Speaking at the launch of St Theresa-Bvekerwa communication information centre in Makoni, Muswere said: “Government is putting in place measures to make it possible for members of the public to apply for identification documents such as passports, national identity cards and birth certificates from the comfort of their homes.”
Most Zimbabweans have been struggling to secure identity documents during the COVID-19 national lockdown where most offices were closed. The minister did not explain how the system would work in rural areas where the majority are not techno savvy and digitally connected.
Muswere added: “This is also being coupled with efforts to turn our post offices into centres offering e-commerce, digital government and digital finance services as a way of making the services available within the proximity for those who do not have the necessary means for them to transact from homes.”
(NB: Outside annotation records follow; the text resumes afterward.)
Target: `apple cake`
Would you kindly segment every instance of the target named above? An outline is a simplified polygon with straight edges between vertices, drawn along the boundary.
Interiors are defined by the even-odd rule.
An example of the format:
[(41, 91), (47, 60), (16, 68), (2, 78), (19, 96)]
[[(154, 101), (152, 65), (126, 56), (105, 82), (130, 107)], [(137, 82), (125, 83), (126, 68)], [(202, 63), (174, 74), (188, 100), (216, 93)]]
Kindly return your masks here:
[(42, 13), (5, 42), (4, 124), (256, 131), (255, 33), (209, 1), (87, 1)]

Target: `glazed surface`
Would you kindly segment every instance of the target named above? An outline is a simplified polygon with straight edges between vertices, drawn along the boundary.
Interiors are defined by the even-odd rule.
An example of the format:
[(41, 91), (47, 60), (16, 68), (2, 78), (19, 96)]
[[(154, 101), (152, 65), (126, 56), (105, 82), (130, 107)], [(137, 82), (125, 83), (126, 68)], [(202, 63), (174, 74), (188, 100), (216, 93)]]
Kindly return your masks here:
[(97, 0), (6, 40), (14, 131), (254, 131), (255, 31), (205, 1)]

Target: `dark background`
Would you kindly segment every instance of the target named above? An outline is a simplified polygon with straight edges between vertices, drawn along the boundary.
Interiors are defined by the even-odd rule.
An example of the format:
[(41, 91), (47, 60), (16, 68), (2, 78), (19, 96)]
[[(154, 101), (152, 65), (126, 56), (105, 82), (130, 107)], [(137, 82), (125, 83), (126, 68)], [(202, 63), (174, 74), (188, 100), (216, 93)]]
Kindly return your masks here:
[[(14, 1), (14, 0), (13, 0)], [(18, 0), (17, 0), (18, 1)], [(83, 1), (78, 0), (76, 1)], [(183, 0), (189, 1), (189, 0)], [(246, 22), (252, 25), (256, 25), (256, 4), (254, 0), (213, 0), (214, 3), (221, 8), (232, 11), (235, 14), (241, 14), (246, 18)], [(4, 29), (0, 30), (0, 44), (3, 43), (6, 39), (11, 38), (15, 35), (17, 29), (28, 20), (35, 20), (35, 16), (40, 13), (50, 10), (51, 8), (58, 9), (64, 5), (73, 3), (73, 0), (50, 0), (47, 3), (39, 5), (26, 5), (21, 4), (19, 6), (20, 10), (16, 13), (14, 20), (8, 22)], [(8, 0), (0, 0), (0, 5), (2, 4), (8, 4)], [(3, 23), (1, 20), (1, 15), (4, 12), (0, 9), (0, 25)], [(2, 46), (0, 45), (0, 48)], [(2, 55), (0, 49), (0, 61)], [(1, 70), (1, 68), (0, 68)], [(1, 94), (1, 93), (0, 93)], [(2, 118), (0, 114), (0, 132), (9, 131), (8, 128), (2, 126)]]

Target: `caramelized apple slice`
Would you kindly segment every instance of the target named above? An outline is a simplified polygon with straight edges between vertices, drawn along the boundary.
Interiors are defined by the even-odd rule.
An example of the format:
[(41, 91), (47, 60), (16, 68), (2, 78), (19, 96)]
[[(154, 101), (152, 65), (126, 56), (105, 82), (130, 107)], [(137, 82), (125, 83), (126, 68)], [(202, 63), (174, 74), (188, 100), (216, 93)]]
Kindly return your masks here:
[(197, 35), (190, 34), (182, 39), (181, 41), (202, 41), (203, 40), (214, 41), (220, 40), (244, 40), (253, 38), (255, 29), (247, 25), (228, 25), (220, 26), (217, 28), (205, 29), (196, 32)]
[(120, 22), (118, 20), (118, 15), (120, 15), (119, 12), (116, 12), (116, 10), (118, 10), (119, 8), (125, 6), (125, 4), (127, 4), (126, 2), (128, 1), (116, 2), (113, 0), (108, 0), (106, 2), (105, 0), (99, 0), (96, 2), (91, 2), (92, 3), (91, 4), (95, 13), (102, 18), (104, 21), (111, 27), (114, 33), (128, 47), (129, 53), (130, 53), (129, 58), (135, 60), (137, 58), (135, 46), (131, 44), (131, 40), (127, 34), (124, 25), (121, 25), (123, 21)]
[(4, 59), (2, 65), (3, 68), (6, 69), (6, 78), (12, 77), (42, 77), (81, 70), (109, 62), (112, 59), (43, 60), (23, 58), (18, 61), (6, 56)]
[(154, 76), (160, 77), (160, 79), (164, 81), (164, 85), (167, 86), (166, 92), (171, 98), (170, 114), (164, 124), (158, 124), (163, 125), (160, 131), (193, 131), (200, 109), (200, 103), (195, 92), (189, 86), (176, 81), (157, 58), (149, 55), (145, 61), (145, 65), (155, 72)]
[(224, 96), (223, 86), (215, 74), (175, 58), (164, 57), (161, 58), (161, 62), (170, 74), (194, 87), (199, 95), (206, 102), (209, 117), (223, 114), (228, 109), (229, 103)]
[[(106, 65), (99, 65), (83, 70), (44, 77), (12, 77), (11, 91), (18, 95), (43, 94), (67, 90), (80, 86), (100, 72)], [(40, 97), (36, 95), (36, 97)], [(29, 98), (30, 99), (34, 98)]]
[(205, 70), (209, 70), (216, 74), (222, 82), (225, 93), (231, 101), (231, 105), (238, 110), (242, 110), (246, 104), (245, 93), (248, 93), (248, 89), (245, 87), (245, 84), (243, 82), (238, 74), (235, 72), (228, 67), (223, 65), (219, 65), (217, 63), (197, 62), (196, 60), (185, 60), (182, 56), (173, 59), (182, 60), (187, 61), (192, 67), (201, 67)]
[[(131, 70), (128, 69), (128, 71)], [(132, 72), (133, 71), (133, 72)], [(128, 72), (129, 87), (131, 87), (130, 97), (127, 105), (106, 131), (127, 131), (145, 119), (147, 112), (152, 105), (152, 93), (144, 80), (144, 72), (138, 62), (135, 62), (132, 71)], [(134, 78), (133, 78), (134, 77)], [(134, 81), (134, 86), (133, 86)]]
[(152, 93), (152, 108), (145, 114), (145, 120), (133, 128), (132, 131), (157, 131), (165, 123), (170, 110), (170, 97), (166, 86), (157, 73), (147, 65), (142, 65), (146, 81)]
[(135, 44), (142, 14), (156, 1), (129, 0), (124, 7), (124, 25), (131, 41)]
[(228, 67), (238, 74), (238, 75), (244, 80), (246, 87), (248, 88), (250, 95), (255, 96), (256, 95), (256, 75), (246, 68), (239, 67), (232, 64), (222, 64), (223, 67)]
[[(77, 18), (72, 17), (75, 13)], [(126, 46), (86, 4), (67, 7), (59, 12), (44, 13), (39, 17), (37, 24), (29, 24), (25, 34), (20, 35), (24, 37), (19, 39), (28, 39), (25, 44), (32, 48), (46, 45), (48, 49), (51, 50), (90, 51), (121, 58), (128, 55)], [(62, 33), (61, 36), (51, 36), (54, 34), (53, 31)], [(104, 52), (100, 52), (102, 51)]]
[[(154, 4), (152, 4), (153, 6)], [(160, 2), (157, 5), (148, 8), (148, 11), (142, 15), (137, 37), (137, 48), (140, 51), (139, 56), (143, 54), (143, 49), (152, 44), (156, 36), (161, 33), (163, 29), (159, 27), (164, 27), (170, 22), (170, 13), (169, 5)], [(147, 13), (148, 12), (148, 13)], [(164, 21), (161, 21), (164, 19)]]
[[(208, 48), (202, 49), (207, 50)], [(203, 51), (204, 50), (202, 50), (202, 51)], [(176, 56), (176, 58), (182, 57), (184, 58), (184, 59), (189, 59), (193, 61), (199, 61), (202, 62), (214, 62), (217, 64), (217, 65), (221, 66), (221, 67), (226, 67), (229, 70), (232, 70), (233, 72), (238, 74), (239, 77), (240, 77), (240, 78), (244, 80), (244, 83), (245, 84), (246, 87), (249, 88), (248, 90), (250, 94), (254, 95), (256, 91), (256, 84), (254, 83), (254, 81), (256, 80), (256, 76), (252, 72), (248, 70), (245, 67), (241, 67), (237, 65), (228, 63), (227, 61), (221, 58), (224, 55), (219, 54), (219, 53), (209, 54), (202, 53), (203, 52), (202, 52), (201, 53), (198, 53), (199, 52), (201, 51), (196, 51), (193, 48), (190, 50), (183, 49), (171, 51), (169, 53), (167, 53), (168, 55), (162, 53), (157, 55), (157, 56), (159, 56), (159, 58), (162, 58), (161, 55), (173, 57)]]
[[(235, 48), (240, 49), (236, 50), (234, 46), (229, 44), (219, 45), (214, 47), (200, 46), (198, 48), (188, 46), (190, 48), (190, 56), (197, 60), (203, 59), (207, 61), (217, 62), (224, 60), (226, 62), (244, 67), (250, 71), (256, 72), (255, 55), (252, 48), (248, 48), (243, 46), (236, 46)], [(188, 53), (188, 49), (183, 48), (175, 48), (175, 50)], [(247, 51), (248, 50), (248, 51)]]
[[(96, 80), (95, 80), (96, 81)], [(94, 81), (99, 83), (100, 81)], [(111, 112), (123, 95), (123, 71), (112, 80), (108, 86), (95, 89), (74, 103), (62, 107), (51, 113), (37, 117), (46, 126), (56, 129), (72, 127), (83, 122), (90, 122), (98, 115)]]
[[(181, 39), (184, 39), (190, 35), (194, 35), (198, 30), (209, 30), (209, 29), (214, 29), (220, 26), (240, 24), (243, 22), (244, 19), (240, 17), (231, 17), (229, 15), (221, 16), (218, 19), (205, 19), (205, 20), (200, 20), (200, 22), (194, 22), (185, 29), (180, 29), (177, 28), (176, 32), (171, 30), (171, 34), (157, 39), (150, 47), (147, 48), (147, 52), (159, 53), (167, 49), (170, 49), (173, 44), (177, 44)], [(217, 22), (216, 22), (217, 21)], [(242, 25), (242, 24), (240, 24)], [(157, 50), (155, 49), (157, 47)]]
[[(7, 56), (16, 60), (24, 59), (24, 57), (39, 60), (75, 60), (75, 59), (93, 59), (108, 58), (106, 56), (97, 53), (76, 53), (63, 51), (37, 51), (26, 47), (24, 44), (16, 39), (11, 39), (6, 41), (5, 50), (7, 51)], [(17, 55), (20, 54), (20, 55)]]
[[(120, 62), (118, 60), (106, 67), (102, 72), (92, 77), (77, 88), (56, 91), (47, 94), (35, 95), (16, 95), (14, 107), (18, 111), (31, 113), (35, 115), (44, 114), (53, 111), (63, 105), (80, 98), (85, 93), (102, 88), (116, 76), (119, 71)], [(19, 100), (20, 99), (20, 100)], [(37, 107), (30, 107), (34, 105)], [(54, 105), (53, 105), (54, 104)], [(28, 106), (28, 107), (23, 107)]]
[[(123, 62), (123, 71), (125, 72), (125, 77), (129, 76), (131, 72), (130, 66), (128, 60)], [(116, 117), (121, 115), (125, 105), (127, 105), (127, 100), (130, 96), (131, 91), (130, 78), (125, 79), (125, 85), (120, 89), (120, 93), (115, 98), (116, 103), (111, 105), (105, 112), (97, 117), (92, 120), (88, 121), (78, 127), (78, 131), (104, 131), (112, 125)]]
“I want to urge the local community of Bvekerwa and surrounding areas to make full use of the facilities we are commissioning today to uplift our lives.”
He said the government has identified ICTs as one of the pillars and cornerstones for the attainment of the objectives of the National Development Strategy blueprint which was launched by President Emmerson Mnangagwa last year.
Speaking at the same event, Postal and Telecommunications Regulatory Authority of Zimbabwe director-general Gift Machengete said community information centres could be used as marketing tools for rural tourism.
“Tourism operators in rural areas and remote areas have a difficult time marketing their destinations through traditional media due to production costs, so CIC can be used as marketing tools to promote rural tourism and market the products of downstream industries, including home-based industries,” he said.